Responsible reporting in the eyes of the Party means upholding social values — critical reports on ethnic minorities, suggestions that women are not equal to men and disparaging comments about the elderly or disabled are all forbidden. But so too are reports that threaten the territorial integrity of the state or that deny the leading role of Marxism-Leninism, “Mao Zedong Thought” and Deng Xiaoping’s political theories. Calling for Western style democracy is barred.
The concept of the media as part of the check and balances that hold the powerful to account and inform public debate is toxic to the Party. That was made clear when Chinese journalist Gao Yu landed a scoop when she got her hands on an internal CPC memo know as Document 9 — and landed a 7-year jail sentence for leaking state secrets.
The memo is worth quoting at length:
Anti-China forces are “defining the media as `society’s public instrument’ and as the `Fourth Estate’; attacking the Marxist view of news and promoting the `free flow of information on the Internet’; … The ultimate goal of advocating the West’s view of the media is to hawk the principle of abstract and absolute freedom of press, oppose the Party’s leadership in the media, and gouge an opening through which to infiltrate our ideology…

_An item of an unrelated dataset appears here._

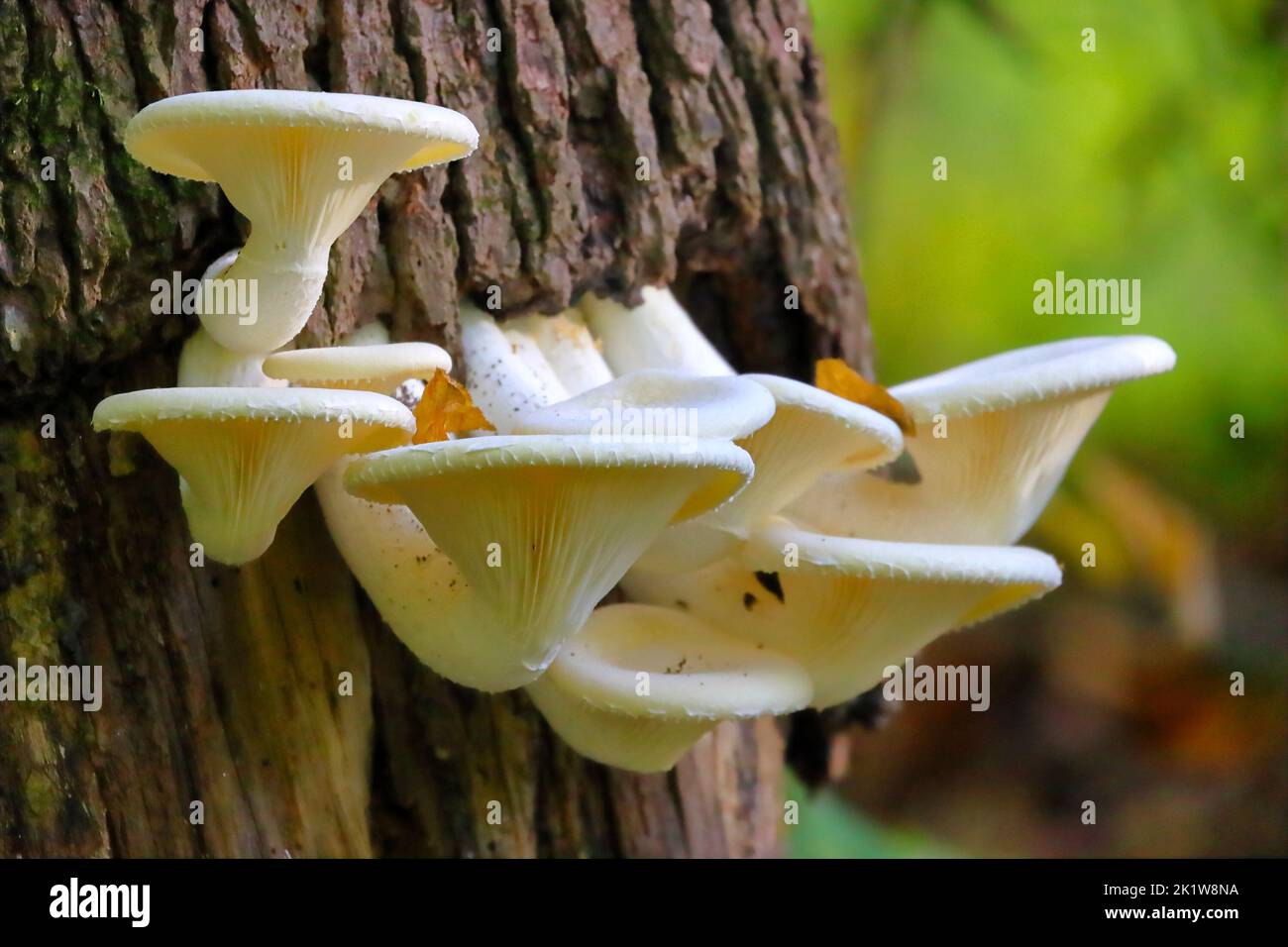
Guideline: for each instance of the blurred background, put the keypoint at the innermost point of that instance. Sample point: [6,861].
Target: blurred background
[1107,163]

“We must not permit the dissemination of opinions that oppose the Party’s theory or political line, the publication of views contrary to decisions that represent the central leadership’s views, or the spread of political rumours that defame the image of the Party or the nation…
“We need to strengthen education on the Marxist perspective of media to ensure that the media leadership is always firmly controlled by someone who maintains an identical ideology with the Party’s Central Committee, under General Secretary Xi Jinping’s leadership…
“We must reinforce our management of all types and levels of propaganda on the cultural front … and allow absolutely no opportunity or outlets for incorrect thinking or viewpoints to spread.”